JPH11134679A - Objective lens driving device - Google Patents

Abstract

PROBLEM TO BE SOLVED: To provide an objective lens driving device in which the objective lens is hardly tilted to an optical disk even when the objective lens is operated in the focusing direction. SOLUTION: A positional relation in the radial direction of an optical disk between the supporting center of a movable part, in which an objective lens 1 connected to a supporting holder 9 through an elastic supporting member 11 is arranged, and a magnetic circuit composed of a magnet 5 and a yoke 4 is made to be an adjustable structure. Consequently, even when the accuracy of a single part of the respective parts and its assembling accuracy are somewhat low, adverse effect caused by them is absorbed and the objective lens driving device, being hardly tilted the radial direction of the optical disk even when the objective lens 1 is operated in the focusing direction, is realized.

Description

DETAILED DESCRIPTION OF THE INVENTION

[0001]

BACKGROUND OF THE INVENTION 1. Field of the Invention The present invention relates to an objective lens driving device used for an optical disk device.

[0002]

2. Description of the Related Art An example of an objective lens driving device used in an optical disk device is disclosed in, for example, JP-A-8-26386.
No. 0 is known.

FIG. 7 shows the configuration of the objective lens driving device.

[0004] It comprises a bobbin 2 holding an objective lens 1, a focus coil 3, a tracking coil 6, and a magnetic circuit section comprising a magnet 5 and a yoke 4.
Driving means for driving and displacing the objective lens 1 in a focusing direction (the optical axis direction of the objective lens) and a tracking direction (a direction perpendicular to the optical axis of the objective lens); and a plurality of elastic support members 11 for supporting the bobbin 2; A support holder 9 constituting a fixed portion and a fixed portion substrate 10 attached to the support holder 9 and having one end of an elastic support member 11 fixed thereto.
And At the time of focus control, an electromagnetic force acts in the focusing direction by flowing a current in the forward or reverse direction to the focus coil 3, and moves the objective lens 1 in the optical axis direction in response to the surface deflection of the recording surface of the optical disc.
The light beam spot can follow the recording surface of the optical disk.
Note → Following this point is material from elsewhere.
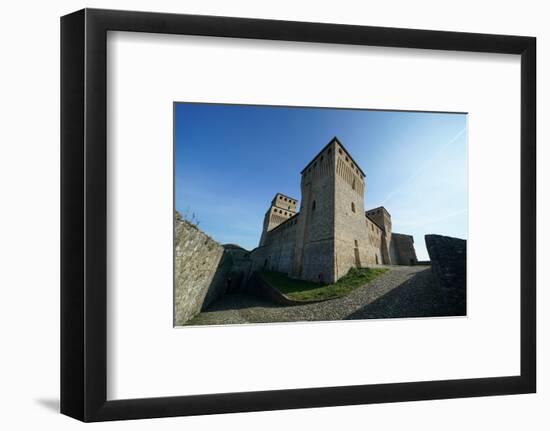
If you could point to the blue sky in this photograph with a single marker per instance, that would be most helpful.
(230, 160)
At the time of the tracking control, an electromagnetic force acts in the radial direction of the optical disk by applying a current to each tracking coil 6 in the forward or reverse direction, so that the light beam spot can follow the eccentricity and meandering of the track of the optical disk. .

[0005]

In recent years, there has been a tendency to use an objective lens having a large numerical aperture in order to increase the recording density of an optical disk device. Therefore, strict accuracy is required for the relative angle shift amount between the objective lens and the optical disk. In particular, the tilt angle of the objective lens changes with respect to the initial tilt angle of the objective lens even while the objective lens is moving up, down, left, and right, following the surface deviation of the optical disk and the meandering and eccentricity of the track on the optical disk. It is required to suppress the inclination of the objective lens so as not to prevent the inclination.
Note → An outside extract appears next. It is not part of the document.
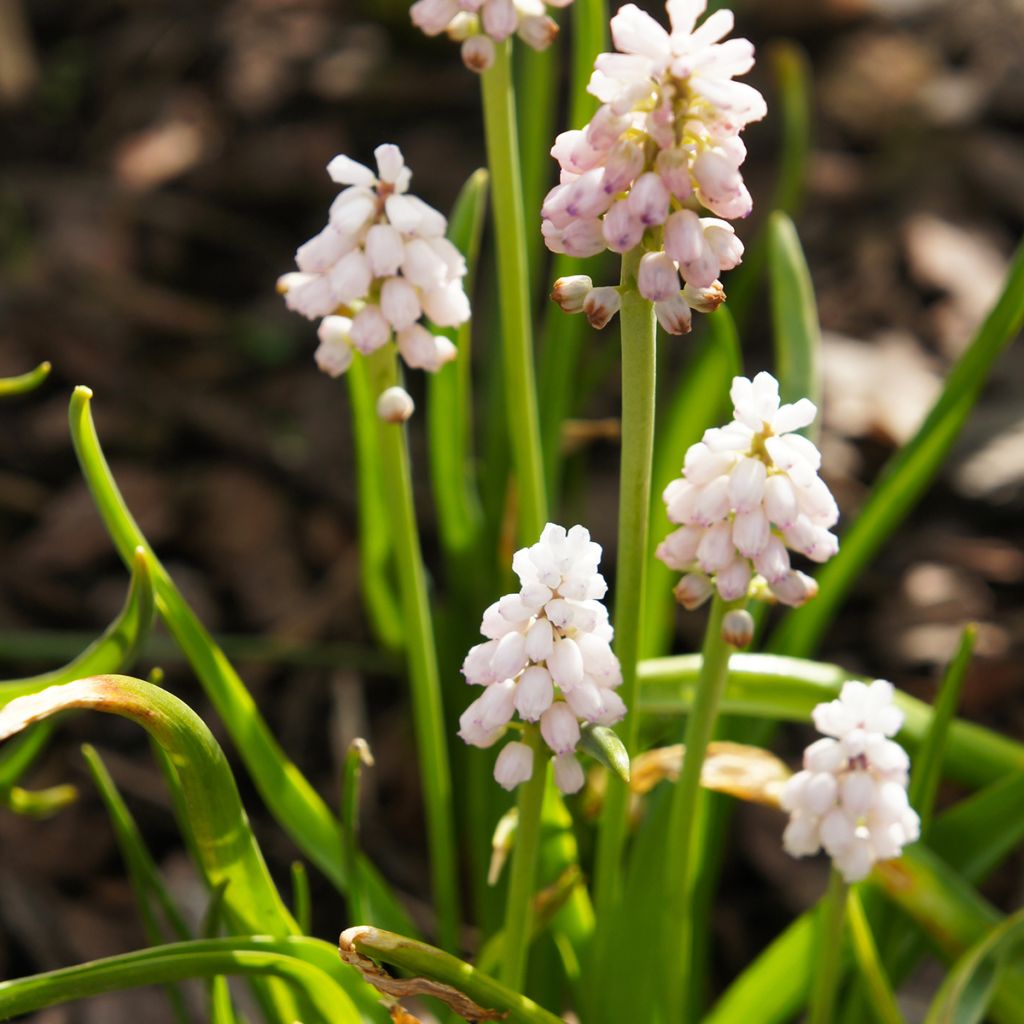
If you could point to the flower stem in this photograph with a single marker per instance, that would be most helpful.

FIG. 9 shows a conventional example shown in FIG.
The relationship between the magnet 5 and the focus coil 3 is shown from the direction. As shown in FIG. 9, when the assembling accuracy and the component accuracy of each component are in an ideal state, it is generated by the action of the current flowing through the focus coil 3 and the magnetic flux in the magnetic circuit composed of the magnet 5 and the yoke 4. The relative position between the center P of the driving force in the focusing direction and the support center (or the center of gravity) G mainly determined by the mounting accuracy or the component accuracy of the elastic support member 11 substantially coincides. In this state, the object is moved in the focusing direction. When the lens is operated, the objective lens hardly tilts.
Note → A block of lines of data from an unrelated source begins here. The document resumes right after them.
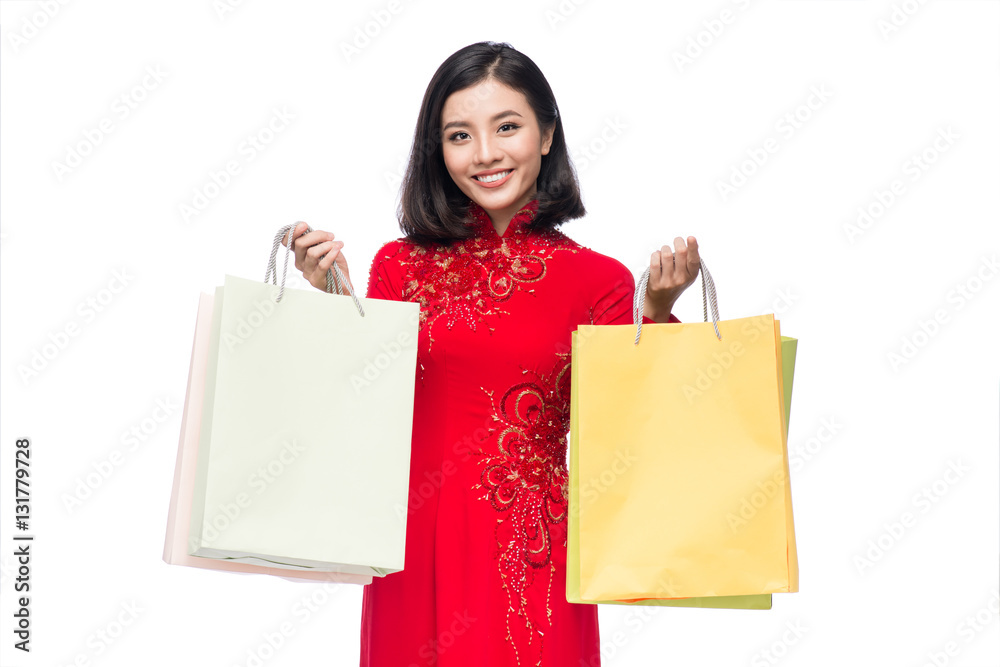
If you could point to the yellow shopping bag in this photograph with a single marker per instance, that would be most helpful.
(679, 465)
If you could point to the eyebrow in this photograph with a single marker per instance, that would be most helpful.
(495, 118)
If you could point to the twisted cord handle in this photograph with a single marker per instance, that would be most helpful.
(334, 276)
(707, 292)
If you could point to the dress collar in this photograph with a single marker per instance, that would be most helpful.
(520, 224)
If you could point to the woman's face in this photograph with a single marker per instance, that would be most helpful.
(490, 129)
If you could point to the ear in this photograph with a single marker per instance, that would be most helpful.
(547, 139)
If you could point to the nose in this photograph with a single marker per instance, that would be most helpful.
(488, 150)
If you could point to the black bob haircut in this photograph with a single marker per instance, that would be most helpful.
(432, 207)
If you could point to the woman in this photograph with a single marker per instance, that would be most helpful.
(500, 290)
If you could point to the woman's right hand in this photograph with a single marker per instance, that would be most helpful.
(315, 253)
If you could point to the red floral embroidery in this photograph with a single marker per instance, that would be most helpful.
(525, 479)
(466, 280)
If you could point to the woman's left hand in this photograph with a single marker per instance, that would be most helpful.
(670, 273)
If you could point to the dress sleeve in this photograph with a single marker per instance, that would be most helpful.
(614, 306)
(383, 282)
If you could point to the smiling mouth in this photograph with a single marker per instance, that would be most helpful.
(493, 178)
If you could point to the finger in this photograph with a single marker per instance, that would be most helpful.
(298, 229)
(667, 260)
(680, 254)
(305, 242)
(331, 255)
(655, 270)
(694, 259)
On the other hand, FIG. 8 shows that in the conventional example shown in FIG. 7, the center P of the driving force in the focusing direction coincides with the support center (or center of gravity) G of the movable part due to the assembling accuracy and the accuracy of the components. It shows the case where it is not done.
FIG. 10 shows the relationship between the magnet 5 and the focus coil 3 when viewed from the direction of the arrow E in FIG. As shown in FIGS. 8 and 10, the center P of the driving force in the focusing direction and the support center (or center of gravity) G
Do not coincide with each other, the focusing direction driving force is generated at a substantially central portion of the magnet 5, and the center P of the focusing direction driving force is generated at a position shifted by y from the support center (or the center of gravity) G of the movable portion. In this state,
When the objective lens is operated in the focusing direction, the center P of the driving force in the focusing direction simultaneously generates a rotational torque (P × y) for tilting the objective lens 1 in the radial direction of the optical disk. Therefore, the objective lens 1 is inclined in the radial direction of the optical disc.

In particular, in the case of a small and thin objective lens driving device, the spring constant of the elastic supporting member is small and the interval between the elastic supporting members cannot be made large, so that the inclination of the objective lens 1 with respect to the rotational torque generated by the focusing operation. The angular sensitivity becomes large, and the inclination angle of the objective lens 1 cannot be suppressed to a small value unless the accuracy of assembling the movable part, the elastic support member, the magnetic circuit and the like and the accuracy of individual parts are remarkably improved.

As described above, in the above-described configuration of the conventional objective lens driving device, if the inclination angle during the operation of the objective lens 1 is to be suppressed to a small value, it is necessary to dramatically improve the component accuracy and the assembly accuracy. Thin lens drive,
There is a problem that requirements for miniaturization and cost reduction cannot be satisfied at the same time.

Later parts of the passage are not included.